How to promote two template types for arithmitic operations like builtin types do?

Question

If I have a generic struct/class:

template<typename T>
struct Container
{
    T value;
    Container(const Value& value) : value(value) { }
};

And I want to perform an operation on two of them:

template<typename T, typename U>
Container<T> operator+(const Container<T>& lhs, const Container<U>& rhs)
{
    return Container<T>(lhs.value + rhs.value);
}

The problem is that if lhs is of the type Container<int> and rhs is of the type Container<float>, then I'll get a Container<int> back. But if I were to do auto result = 2 + 2.0f, then result would of of type float. So the behavior is inconsistent between builtin types and custom types.

So how would I take the operator+ overload and make it return Container<float>, much like how C++ handles arithmetic promotion with builtin types?

Answer 1

As far as you use one of the two types of the template, you risk to induce a cast on the result of the sum.
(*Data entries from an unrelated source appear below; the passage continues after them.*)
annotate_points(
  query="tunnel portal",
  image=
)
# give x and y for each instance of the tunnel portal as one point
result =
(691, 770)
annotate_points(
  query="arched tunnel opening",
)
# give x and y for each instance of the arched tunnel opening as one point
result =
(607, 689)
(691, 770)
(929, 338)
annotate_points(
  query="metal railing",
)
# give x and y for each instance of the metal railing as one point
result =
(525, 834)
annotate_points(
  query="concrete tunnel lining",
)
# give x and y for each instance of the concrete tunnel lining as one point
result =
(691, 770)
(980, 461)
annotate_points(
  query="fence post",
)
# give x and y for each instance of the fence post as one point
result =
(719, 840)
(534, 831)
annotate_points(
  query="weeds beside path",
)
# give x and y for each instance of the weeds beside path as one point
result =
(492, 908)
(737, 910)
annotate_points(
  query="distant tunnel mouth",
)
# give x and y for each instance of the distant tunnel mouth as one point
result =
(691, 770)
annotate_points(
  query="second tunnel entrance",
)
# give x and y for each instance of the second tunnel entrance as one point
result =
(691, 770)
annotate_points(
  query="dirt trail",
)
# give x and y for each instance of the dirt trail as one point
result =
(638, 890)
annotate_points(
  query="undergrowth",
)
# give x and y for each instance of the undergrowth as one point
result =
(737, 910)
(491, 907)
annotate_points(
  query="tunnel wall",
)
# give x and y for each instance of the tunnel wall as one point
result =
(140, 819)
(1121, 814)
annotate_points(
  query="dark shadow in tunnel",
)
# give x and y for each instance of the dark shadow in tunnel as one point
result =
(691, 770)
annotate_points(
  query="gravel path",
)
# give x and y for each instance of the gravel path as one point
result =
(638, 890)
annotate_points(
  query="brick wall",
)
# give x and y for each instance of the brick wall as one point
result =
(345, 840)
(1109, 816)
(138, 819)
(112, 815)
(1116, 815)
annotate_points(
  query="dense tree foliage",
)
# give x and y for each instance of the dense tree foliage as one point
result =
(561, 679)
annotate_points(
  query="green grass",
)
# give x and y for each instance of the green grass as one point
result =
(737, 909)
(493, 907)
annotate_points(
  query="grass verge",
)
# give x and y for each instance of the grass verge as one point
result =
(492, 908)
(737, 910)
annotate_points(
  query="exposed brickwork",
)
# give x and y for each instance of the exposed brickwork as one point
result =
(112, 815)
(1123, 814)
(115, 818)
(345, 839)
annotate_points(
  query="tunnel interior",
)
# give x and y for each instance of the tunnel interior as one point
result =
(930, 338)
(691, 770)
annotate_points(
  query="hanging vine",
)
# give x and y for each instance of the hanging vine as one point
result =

As an example, if you accidentally choose int as your target type, even though the sum results in a float, it will be cast down to the chosen type.

Anyway, starting with C++11, you con rely on the decltype specifier as in the example above (or at least, you can do that if Container::T and Container::U are a types for which the + operator is defined).

I used also the auto specifier as return value for the operator+, for it is at our disposal starting from C++14 and it's really useful indeed.

It follows the working example above mentioned:

#include <iostream>
#include <vector>

template<typename T>
struct Container
{
    T value;
    Container(const T& value) : value(value) { }
};

template<typename T, typename U>
auto operator+(const Container<T>& lhs, const Container<U>& rhs)
{
    return Container<decltype(lhs.value+rhs.value)>{lhs.value + rhs.value};
}

int main()
{
    Container<int> c1{1};
    Container<float> c2{0.5};
    std::cout << (c1+c2).value << std::endl;
}